Feel free to modify as you see fit, especially item three, then send a
copy of a signed copy of the permission letter to:
Dr. Alberto Accomazzi
NASA Astrophysics Data System
Harvard-Smithsonian Center for Astrophysics
60 Garden Street, M.S. 67
Cambridge, MA 02138
USA
- Send us either a printed copy of the conference proceedings
book or (if available) the set of full-text files used to create
the proceedings. If only a printed book is available, please send
it to Guenther Eichhorn at the address listed above along with the
permission letter. If full-text PostScript or PDF files are
available for all papers, please read on.
- To submit the full-text files with the necessary information
for us to process them, you will need to create a tar or
zip archive and transfer it to our ftp server. This is what
must be included in the archive file:
- All the files containing the full-text, including
front-matter (introductory) and back-matter (index) pages if
available. You should make sure that these files are either
in PostScript or PDF format, and that they have been created
using 600dpi or higher resolution fonts. (Note: if you are
using dvips to create the postscript file, you can specify
the options -D600 -Z on the command-line to have 600dpi
fonts included).
- A file named README, containing general information
concerning this publication, the name and email address of
the person submitting the full-text papers to us, and any
additional information we should be aware of.
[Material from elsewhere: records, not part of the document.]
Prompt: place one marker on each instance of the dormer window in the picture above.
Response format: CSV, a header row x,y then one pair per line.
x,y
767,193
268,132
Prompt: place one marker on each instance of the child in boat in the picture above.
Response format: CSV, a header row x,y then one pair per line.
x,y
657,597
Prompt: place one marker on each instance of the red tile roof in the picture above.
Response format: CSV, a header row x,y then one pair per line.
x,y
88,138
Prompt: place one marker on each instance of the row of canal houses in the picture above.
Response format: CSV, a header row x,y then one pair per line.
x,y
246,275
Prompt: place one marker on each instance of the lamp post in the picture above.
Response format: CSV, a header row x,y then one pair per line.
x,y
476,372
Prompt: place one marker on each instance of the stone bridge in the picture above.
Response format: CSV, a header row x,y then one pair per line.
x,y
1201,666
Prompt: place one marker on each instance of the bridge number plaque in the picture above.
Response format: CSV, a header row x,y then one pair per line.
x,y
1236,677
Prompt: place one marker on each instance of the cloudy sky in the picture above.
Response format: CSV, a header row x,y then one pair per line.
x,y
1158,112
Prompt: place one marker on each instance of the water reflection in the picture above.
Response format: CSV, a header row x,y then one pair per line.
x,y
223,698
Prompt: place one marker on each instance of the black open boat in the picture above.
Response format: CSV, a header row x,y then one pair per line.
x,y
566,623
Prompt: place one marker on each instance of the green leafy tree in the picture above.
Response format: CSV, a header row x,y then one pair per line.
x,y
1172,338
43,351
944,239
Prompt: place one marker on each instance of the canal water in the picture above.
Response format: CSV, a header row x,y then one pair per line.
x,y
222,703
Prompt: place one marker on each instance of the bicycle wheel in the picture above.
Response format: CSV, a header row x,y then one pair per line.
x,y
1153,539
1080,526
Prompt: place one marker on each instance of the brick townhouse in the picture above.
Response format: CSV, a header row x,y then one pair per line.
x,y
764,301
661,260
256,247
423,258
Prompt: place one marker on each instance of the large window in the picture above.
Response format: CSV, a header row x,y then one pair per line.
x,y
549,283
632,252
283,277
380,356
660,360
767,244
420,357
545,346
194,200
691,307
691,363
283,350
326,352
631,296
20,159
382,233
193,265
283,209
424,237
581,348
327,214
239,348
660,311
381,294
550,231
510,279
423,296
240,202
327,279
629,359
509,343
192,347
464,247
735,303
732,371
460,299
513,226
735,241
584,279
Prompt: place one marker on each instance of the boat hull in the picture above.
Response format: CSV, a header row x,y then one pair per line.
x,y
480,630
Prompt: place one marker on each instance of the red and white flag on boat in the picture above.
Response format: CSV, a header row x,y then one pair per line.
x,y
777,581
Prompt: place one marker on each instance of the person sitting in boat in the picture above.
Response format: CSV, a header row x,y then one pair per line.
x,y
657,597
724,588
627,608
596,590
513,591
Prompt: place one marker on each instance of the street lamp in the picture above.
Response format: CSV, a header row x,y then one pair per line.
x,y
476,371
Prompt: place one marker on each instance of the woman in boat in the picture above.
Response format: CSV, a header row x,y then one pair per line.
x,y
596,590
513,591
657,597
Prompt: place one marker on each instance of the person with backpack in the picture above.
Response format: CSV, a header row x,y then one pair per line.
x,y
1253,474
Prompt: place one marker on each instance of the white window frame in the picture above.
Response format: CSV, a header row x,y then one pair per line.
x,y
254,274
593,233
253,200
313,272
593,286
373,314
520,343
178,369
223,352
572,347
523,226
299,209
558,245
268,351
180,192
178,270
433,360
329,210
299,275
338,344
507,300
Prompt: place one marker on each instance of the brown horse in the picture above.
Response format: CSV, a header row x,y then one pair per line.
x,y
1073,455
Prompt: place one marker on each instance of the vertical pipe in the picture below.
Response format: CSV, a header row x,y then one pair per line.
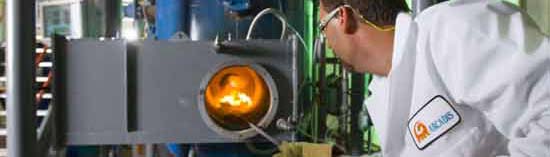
x,y
171,17
21,117
357,97
295,84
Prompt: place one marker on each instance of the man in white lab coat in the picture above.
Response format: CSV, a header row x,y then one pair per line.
x,y
460,79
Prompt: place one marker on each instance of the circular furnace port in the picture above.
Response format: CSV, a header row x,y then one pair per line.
x,y
236,94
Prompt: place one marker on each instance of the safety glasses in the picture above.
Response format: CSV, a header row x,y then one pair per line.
x,y
324,22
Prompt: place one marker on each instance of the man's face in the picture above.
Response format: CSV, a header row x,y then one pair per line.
x,y
337,39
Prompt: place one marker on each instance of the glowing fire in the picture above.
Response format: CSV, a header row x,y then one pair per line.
x,y
236,99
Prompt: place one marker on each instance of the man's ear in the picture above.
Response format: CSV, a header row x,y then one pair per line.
x,y
347,20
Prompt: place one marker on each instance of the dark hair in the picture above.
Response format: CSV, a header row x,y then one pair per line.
x,y
380,12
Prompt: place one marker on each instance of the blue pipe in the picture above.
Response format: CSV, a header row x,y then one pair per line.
x,y
171,17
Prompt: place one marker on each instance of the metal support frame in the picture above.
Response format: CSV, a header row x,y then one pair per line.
x,y
21,117
356,105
- A file named PUBLICATION, containing the full name of the
conference or book (you should use the same name given in the
journal field above).
- A file named COPYRIGHT, containing the copyright string
that needs to be displayed at the bottom of each page that
the ADS creates and places online in its article service (please
do not try to include the copyright symboly © since we
already do this for you).
- A file named BIBSTEM, containing the bibliographic
abbreviation for the publication (e.g. ASPC..117
or 2000immm.proc). This should be the same
abbreviation that has been used to create the bibliographic
entries described above.
- Optionally, a PAGEMAP file containing mapping of full-text
file names to page numbers, if these cannot be determined
from the full-text files themselves. Whether or not this is
needed is a function of how the files were originally
created; usually if you used LaTeX and dvips to create the
postscript files then the page numbering displayed on each
page is carried into the postscript files and can be
automatically extracted at least for "regular" pages. Pages
which are part of the front-matter may need to have entries
associated with them.
The format of the PAGEMAP file is the following:
# This is a comment
file1.ps C1-C4 # first file has cover pages 1-4
file2.ps C6 # second file has cover page 6
file3.ps 1-8 8A 9-15 # third file has pages 1-8, insert 8A, 9-15
file4.pdf 16- # fourth file has pages 16 and up
When in doubt, please contact us for help.
- Create a compressed tar or zip archive containing of all the
full-text files, the README file, and name the file using (if
possible) the standard acronym adopted by the ADS in naming
bibliographic entries for the conference. For example, the
archive file containing papers submitted to the ASP Conference
Proceedings n.117 should be named ASPC117.tar.gz or
ASPC..117.tar.gz. The archive for files containing the
conference 2000immm.proc should be named
2000immm.proc.tar.gz.
- Deposit the tar archive on our anonymous ftp server under the
URL ftp://adsftp.harvard.edu/pub/Conf
and notify us. We will contact you with any questions regarding
the full-text processing of the files.
6.4.1.4 - Archiving Conference Proceedings in the ADS
As more conferences are published electronically, editors are turning
to the ADS for long-term archiving of their full text proceedings. We
can agree to this under the following conditions:
- The conference is originally published elswhere (e.g. through a
university or observatory publication, or through another publisher).
- We receive the pdf or postscript files as described above.
- The data have been published at least three years ago.